The Changing Fortunes of the West End’s Fortune Theatre

Take a walk down Russell Street in Covent Garden and you’ll see one of the saddest looking theatre façades in London. But major plans are afoot to renovate the Fortune Theatre.

The current state of the Fortune Theatre
The current state of the Fortune Theatre

The years since 1924 have not been kind to the Fortune Theatre, the 400-odd seat theatre in Russell Street that is dwarfed by its neighbour, the giant Theatre Royal Drury Lane.

Home to successful thriller The Woman in Black for the last 21 years, the Fortune was one of the first buildings in London to experiment with concrete and, since the demolition of Wembley Stadium, is now the oldest remaining public building to be designed using concrete as a textured and exposed façade.

And it’s the concrete that is the problem. Last winter’s bad weather has led to the concrete façade becoming pot-marked and eroded, which is why David Blyth, who was upped last month to Property Director of Ambassador Theatre Group, owner of the Fortune, is planning a major renovation of the theatre.

Work is timed to start in June this year and completed at the beginning of September, ready for the winter onslaught.

“We plan to completely strip both the front and side façades of the theatre”, he told, “and put a replica of the original canopy back over the front of the theatre”. The theatre will also see new display boards, signage and a brand new lighting system.

Planned renovations of the Fortune Theatre
Planned renovations of the Fortune Theatre

Originally designed by Ernest Schaufelberg, who also rebuilt the Adelphi Theatre in 1930, the Fortune was the first theatre in London to be built after the First World War and opened, suitably enough given The Woman in Black’s long residency, as the Fortune Thriller Theatre on 8 August 1924.
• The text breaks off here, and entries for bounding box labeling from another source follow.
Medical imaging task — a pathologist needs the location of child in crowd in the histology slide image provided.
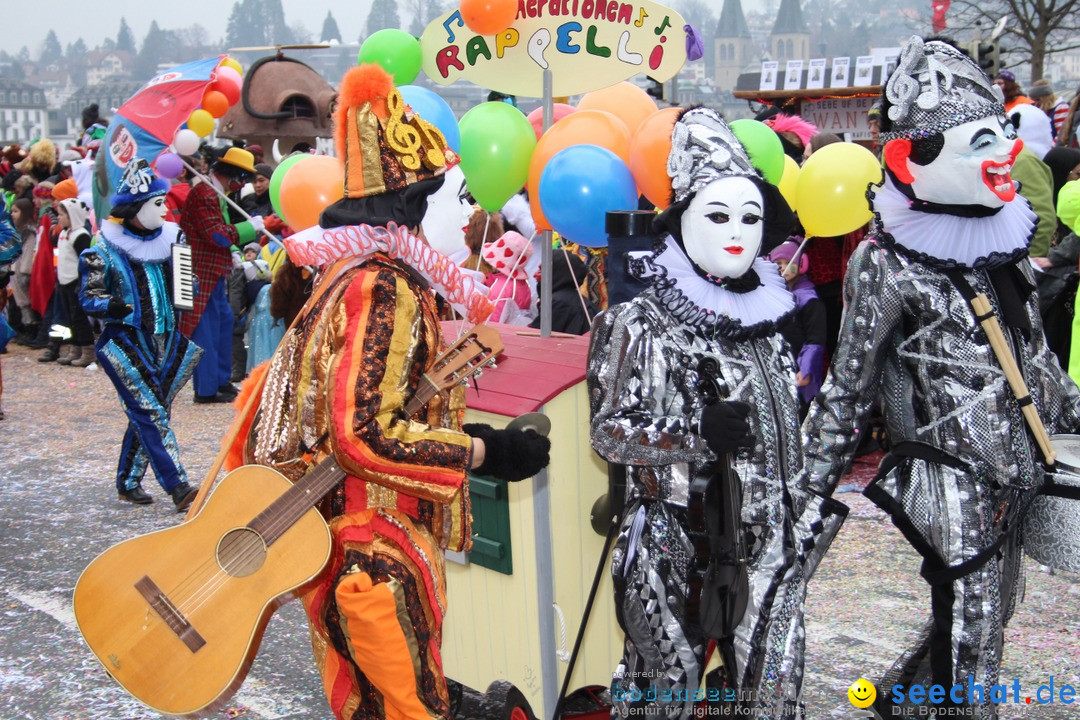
[483,230,535,325]
[769,237,825,418]
[56,198,95,367]
[11,198,41,347]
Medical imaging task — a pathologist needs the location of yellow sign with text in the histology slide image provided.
[420,0,686,97]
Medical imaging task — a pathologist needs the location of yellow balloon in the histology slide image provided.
[795,142,881,237]
[188,108,214,137]
[777,155,800,210]
[221,57,244,74]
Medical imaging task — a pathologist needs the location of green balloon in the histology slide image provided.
[458,101,537,213]
[729,120,784,185]
[356,28,423,87]
[270,157,311,219]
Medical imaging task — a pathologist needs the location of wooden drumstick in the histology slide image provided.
[971,293,1056,466]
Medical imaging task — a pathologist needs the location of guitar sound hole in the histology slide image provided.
[217,528,267,578]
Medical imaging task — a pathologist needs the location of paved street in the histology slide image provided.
[0,347,1080,720]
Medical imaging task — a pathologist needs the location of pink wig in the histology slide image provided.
[765,112,819,148]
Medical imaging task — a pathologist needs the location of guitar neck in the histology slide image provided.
[247,456,346,547]
[247,325,502,546]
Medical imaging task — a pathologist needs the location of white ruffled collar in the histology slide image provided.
[102,219,180,262]
[632,237,795,340]
[869,175,1039,269]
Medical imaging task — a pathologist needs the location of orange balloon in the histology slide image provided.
[630,108,680,209]
[578,82,657,136]
[203,90,229,118]
[528,110,630,230]
[281,155,345,230]
[461,0,517,35]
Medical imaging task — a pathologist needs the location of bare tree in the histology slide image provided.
[949,0,1080,79]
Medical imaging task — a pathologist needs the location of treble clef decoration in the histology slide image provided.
[885,38,924,122]
[386,90,446,172]
[387,89,420,171]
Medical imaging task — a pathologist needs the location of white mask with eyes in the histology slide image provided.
[681,177,765,279]
[420,165,472,256]
[135,195,168,230]
[906,117,1023,207]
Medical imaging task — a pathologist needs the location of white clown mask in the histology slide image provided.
[902,116,1024,207]
[420,165,472,257]
[681,176,765,279]
[135,195,168,230]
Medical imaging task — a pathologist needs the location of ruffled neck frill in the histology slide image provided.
[102,220,180,262]
[630,239,795,340]
[866,174,1039,270]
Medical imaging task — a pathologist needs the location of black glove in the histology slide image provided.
[105,298,132,320]
[461,423,551,483]
[699,400,755,456]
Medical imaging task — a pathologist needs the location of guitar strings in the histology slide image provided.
[113,338,491,647]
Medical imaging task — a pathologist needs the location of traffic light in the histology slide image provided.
[645,80,664,101]
[974,42,1001,78]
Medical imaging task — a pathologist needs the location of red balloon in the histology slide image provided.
[461,0,517,35]
[202,90,229,118]
[525,103,577,140]
[206,79,240,106]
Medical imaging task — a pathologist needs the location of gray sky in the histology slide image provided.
[0,0,380,58]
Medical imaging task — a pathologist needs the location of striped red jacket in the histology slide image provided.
[180,182,240,337]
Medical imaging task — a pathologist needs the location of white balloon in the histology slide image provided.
[173,127,199,155]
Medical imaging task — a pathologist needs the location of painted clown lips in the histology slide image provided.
[983,138,1024,203]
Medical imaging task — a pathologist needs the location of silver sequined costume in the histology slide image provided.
[588,286,842,718]
[805,234,1080,720]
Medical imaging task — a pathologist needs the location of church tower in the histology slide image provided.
[769,0,810,63]
[713,0,758,90]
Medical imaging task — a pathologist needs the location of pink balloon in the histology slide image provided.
[526,103,577,140]
[153,152,184,180]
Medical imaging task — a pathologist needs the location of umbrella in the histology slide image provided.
[94,55,226,218]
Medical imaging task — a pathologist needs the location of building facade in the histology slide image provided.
[0,78,49,146]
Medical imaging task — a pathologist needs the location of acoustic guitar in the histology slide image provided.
[75,325,502,717]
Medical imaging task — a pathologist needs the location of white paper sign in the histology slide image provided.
[757,62,780,90]
[802,97,877,140]
[784,60,802,90]
[807,57,825,90]
[851,55,874,87]
[828,57,851,87]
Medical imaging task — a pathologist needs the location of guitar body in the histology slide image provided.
[75,465,330,716]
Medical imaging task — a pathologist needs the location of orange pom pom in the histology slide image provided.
[334,63,394,158]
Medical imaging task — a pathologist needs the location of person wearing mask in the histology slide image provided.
[180,148,264,403]
[585,108,846,720]
[56,197,95,367]
[79,158,201,512]
[234,64,550,720]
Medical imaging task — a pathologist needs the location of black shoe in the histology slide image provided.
[120,485,153,505]
[195,393,235,405]
[173,483,199,513]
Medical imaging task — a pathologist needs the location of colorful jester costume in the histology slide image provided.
[246,65,545,720]
[79,158,202,510]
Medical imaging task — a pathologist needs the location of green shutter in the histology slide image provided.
[469,475,514,575]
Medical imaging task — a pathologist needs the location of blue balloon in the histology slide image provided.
[397,85,461,152]
[540,145,637,247]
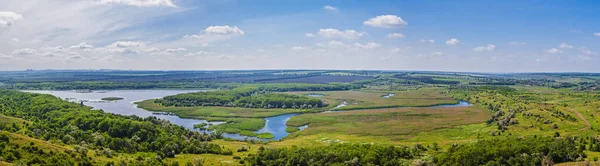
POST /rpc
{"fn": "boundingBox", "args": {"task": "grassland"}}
[288,106,490,139]
[136,100,334,119]
[287,88,458,110]
[100,97,124,101]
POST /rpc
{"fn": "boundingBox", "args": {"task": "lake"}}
[24,90,471,141]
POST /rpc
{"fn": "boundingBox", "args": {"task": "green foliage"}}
[100,97,123,101]
[0,132,77,165]
[2,81,236,90]
[256,133,275,139]
[0,90,230,157]
[436,137,585,165]
[154,84,338,109]
[245,144,423,165]
[285,127,300,133]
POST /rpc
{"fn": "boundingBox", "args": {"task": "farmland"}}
[288,106,491,139]
[0,70,600,165]
[286,88,458,110]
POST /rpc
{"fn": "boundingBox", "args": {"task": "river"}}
[24,90,471,141]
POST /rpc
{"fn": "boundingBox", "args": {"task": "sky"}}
[0,0,600,72]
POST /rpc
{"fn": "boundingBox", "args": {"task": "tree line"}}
[154,84,352,109]
[0,90,232,163]
[244,137,586,166]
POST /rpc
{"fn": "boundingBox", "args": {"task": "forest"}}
[0,71,600,166]
[0,90,231,163]
[245,137,586,166]
[154,84,350,109]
Owning West End theatres is not for the faint-hearted, with significant investment required in continually renovating these historic, often listed buildings. The Theatre’s Trust warned this week that recent Arts Council cuts will have an adverse effect on the protection of theatres, and even multi-millionaire Andrew Lloyd Webber, who owns a number of West End venues including the London Palladium and Her Majesty’s Theatre, admitted recently that the enormous investment required to continually redevelop West End theatres was “simply beyond me”.

Ambassador Theatre Group, now by far the largest theatre owner in the West End (and, according to their press, the world), will carry enormous responsibility in preserving West End theatres and continually investing in their upkeep.

David Blyth’s team seem up for the challenge, and are currently renovating the Phoenix Theatre, home to Blood Brothers, to be ready by the end of May. As David says, “both theatres will look quite smart when they are finished”.